Being able to build a data warehouse right from the beginning of a company's life can eliminate some of the pitfalls typically associated with the project, but doesn't necessarily eliminate the most obvious one: uncontrolled data from multiple sources. And it adds a whole new challenge: do you have enough data to start planning for intelligent analysis?
I was reminded of this during a recent interview with Martin Fletcher, the chief operating officer for the Australian operations of Mortgage Guaranty Insurance Corporation (MGIC), which set up shop down under in 2006 and provides insurance for loan companies against possible credit losses.
Right from the beginning, Fletcher was determined to set up a data warehouse to allow proper tracking of the business' performance.
"I've set up companies previously and it's very clear that to get to the stage where you can analyse the data, you need it all in one place," he said.
MGIC didn't want to simply import the technology used by the American parent company. "We're a subsidiary of a very successful US business, but as we looked at systems for our home office team, they've got something that suits a business of 3,000 people and we've got 200. The scale of it was overkill for what we needed."
Effectively starting a new company meant that no existing systems had to be dismantled. "From day one, we've hired people in the team here who are very keen to design their own processes from scratch," Fletcher said.
However, that didn't mean that the familiar tangle of spreadsheets and individual documents was entirely absent.
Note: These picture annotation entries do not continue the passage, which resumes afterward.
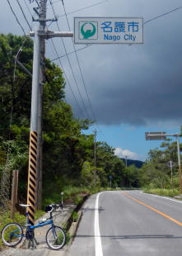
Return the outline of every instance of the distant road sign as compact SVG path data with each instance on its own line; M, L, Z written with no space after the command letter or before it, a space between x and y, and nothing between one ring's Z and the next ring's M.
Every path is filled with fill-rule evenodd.
M146 132L145 133L146 140L166 140L166 132L165 131L154 131L154 132Z
M75 17L75 44L142 44L143 19Z
M172 168L174 166L173 161L170 160L169 162L167 162L167 166Z

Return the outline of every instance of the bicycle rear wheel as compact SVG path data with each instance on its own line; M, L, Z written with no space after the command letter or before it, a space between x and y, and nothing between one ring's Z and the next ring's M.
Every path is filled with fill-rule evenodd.
M7 246L12 247L18 244L23 238L23 230L20 225L9 223L3 227L1 232L2 240Z
M53 249L59 249L66 242L66 235L60 226L52 226L46 234L46 243Z

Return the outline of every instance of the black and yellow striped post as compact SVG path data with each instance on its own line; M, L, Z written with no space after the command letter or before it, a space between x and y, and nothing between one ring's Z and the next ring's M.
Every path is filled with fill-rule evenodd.
M36 201L37 166L38 166L38 145L37 131L39 120L39 94L40 94L40 38L39 36L40 26L35 28L34 40L34 59L31 92L31 120L29 148L29 170L27 187L27 211L29 221L31 225L35 222L35 211Z
M180 192L182 194L182 177L181 177L181 165L178 167Z
M37 173L37 133L30 132L30 154L29 154L29 173L28 173L28 192L27 205L30 205L27 211L29 213L29 221L34 225L35 211L35 188Z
Because the company had to be in operation from the word go, individual monthly reports had to be generated until the data warehouse was up and running.
That scenario was probably unavoidable, according to Fletcher. "Realistically, we couldn't have started it any earlier. Everyone's delivered the pieces of the project on time."
Fletcher originally thought that defining the long-term requirements could be carried out in-house, but MGIC IT leader Joe Gullotta convinced him that some external advice would be useful.
"My initial thought when I talked to Joe was we would be able to define our requirements, but early on Joe was advocating using consulting experts. When you look at your business, you may not understand the best way to organise your data to analyse it." MGIC eventually engaged Altis Consulting to help plan the system.
Accessibility was a key requirement. "As we started thinking about the future capabilities of the BI tool, I wanted it to be very user interactive. I didn't want a team of reporting analysts who were the only ones who could use the system."
Even with the basic architecture in place, planning for future needs was tricky. "The biggest challenge was we didn't have a lot of raw information in our portfolio because at first, we didn't have a lot of loans insured. Often we were describing qualities about the portfolio which we didn't have any data on. That was one of the problems we had to overcome."
With the MGIC project now well-established and able to deliver daily analysis on a wide range of metrics, what advice would Fletcher offer to other companies facing similar challenges?
"Definitely spend time upfront thinking about what you're trying to achieve, not just today's requirements. If you work closely with the vendor you can get a vision for what's possible in the future. Distinguish bells and whistles from essential things to drive the business forward. We spent a lot of time thinking about what we wanted as minimum. Then once we met with the vendors we had a much more realistic discussion."